En nuestro Estado ningún gobierno, sea de derechas o más progresista, lo ha intentado y ha preferido dejar las cosas como están. No hay agallas para hincarle el diente a este asunto y muchos políticos, más preocupados por las prebendas del cargo, no quieren ensuciarse las manos con la prostitución, cuestión de la que huyen como si de la peste se tratara. A lo sumo una cierta reglamentación, sin que se note mucho como ocurre en Navarra, que incluye una asistencia sanitaria pública y gratuita de las prostituyentes para, entre otras cosas, no contagiar a las esposas de los puteros.

Y todo ello, a pesar de que, el 18 de diciembre de 1979, la Asamblea General de las Naciones Unidas, estableció que las naciones que conformaban esta institución, tomarán las medidas necesarias inclusive las de carácter legislativo, para suprimir cualesquiera formas de trata, explotación y prostitución de la mujer. Han pasado un montón de años desde aquella declaración y seguimos prácticamente igual.

Con todo, además de las medidas coercitivas hacia los puteros y los proxenetas, hay que hacer un esfuerzo en prevenir la prostitución en los futuros puteros, a través de la educación. Es uno de los escasos recursos que tenemos y hay que aprovecharlo al máximo. Somos defensores acérrimos de esta alternativa. En las familias y en los centros de enseñanza deben abordarse sistemáticamente cuestiones como la prostitución y la pornografía a través de una adecuada educación sexual profesional. Y llevamos décadas reivindicando cosas así. En nuestras conferencias a familias y profesionales lo repetimos constantemente, aunque muchos de ellos no acaban de darse cuenta de las implicaciones que conlleva, de ahí que se nos antoje una quimera por ahora. Pero eso es lo que hay.
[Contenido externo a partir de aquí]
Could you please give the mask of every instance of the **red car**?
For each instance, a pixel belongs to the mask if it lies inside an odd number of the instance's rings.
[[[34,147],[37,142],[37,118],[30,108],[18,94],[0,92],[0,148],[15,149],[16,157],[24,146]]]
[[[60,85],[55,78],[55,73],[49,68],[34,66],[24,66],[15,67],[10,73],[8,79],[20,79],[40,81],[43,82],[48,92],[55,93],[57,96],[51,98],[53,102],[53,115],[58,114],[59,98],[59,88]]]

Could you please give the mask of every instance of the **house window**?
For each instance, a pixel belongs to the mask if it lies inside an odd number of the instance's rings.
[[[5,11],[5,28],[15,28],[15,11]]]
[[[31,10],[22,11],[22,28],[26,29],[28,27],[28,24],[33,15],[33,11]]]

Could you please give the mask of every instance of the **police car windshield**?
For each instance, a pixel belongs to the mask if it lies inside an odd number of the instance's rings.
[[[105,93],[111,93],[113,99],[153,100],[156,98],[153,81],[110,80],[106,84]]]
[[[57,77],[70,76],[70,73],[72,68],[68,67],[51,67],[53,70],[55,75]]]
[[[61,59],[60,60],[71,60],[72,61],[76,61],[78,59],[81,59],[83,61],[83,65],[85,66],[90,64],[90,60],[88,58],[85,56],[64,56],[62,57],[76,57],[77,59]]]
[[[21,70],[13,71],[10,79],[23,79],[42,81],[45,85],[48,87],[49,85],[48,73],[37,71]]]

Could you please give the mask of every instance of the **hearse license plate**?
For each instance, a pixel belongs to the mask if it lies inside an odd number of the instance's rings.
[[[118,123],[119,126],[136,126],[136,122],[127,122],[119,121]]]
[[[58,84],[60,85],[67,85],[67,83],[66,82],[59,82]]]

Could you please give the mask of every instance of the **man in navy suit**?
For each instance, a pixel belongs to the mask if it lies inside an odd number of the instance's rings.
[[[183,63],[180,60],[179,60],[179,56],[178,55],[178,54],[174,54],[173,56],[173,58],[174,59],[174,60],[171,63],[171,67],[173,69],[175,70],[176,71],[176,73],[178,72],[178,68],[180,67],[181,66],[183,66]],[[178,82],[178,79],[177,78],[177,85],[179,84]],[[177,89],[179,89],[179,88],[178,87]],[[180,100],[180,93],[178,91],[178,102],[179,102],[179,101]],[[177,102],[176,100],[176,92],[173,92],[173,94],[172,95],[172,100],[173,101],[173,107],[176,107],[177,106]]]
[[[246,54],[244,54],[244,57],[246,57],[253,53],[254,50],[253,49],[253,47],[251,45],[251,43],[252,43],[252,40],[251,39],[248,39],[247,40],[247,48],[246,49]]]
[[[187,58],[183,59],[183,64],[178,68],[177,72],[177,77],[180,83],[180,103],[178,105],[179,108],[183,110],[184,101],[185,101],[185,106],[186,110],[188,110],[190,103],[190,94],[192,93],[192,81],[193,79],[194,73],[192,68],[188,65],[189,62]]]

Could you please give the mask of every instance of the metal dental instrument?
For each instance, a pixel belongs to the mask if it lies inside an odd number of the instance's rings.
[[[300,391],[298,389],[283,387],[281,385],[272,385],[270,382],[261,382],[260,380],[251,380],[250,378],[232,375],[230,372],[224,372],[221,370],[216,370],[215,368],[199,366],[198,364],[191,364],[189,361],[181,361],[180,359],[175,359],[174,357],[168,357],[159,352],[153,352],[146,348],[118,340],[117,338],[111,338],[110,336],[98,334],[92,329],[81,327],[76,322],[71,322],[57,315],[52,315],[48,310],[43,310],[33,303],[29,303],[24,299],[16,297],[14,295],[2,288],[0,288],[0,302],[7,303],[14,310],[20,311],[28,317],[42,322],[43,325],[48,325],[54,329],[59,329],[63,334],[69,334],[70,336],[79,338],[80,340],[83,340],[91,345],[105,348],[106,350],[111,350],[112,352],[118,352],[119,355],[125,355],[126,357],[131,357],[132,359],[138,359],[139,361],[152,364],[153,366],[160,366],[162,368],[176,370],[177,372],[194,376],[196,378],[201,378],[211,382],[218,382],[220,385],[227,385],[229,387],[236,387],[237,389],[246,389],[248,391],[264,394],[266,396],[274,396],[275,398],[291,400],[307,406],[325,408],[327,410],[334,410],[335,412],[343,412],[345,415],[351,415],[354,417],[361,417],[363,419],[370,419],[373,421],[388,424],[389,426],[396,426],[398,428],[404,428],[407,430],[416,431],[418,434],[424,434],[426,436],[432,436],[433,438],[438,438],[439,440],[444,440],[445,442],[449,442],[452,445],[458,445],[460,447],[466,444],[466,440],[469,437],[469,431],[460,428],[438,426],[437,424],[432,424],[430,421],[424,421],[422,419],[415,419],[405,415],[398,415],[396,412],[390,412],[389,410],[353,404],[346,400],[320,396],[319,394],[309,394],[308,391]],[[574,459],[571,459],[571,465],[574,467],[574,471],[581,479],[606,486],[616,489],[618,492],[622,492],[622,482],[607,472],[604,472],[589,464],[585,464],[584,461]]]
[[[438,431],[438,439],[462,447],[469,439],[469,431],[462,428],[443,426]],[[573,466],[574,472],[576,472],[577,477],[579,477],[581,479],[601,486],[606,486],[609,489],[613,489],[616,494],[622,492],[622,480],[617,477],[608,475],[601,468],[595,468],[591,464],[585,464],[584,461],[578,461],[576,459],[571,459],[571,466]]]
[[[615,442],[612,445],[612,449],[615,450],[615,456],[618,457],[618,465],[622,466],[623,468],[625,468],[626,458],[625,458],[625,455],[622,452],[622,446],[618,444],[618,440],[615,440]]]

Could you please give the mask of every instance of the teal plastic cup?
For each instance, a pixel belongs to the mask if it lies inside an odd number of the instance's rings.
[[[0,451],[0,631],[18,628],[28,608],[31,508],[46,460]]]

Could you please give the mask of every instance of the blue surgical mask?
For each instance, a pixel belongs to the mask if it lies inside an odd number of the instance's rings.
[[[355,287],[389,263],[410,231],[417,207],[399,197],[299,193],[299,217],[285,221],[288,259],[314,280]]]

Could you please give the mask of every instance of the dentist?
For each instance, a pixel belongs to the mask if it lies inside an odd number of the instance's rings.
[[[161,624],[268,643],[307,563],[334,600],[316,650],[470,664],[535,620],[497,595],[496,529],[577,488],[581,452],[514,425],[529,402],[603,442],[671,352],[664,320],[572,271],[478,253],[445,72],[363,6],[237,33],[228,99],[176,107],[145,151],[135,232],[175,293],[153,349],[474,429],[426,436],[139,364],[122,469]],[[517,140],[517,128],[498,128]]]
Ya vimos que la prostitución y la pornografía tienen varios nexos de unión. Entre otros, que sirven para que algunos varones refuercen su modelo viril y machista denigrando a la mujer y a su cuerpo, bien sea masturbándose, viendo porno o bien sea usando directamente ese cuerpo a través de la prostitución. El caso de las agresiones sexuales en grupo –que han sido analizadas en otro artículo anterior– resume la quintaesencia de ese modelo machista, inserto en nuestra cultura, porque pone en práctica un comportamiento que, como espectador, ha visto muy a menudo en las películas y que refuerza y alimenta a través de fantasías sexuales y del placer sexual de la masturbación.

Seamos claros: putero, si te vas de putas, no olvides que estás manteniendo un sistema mafioso de explotación de las mujeres. De esclavitud sexual. Como seguramente no estarás de acuerdo, intenta debatirlo y explicárselo a tu mujer, novia, hija, hermana, madre o abuela. A ver qué te dicen ellas.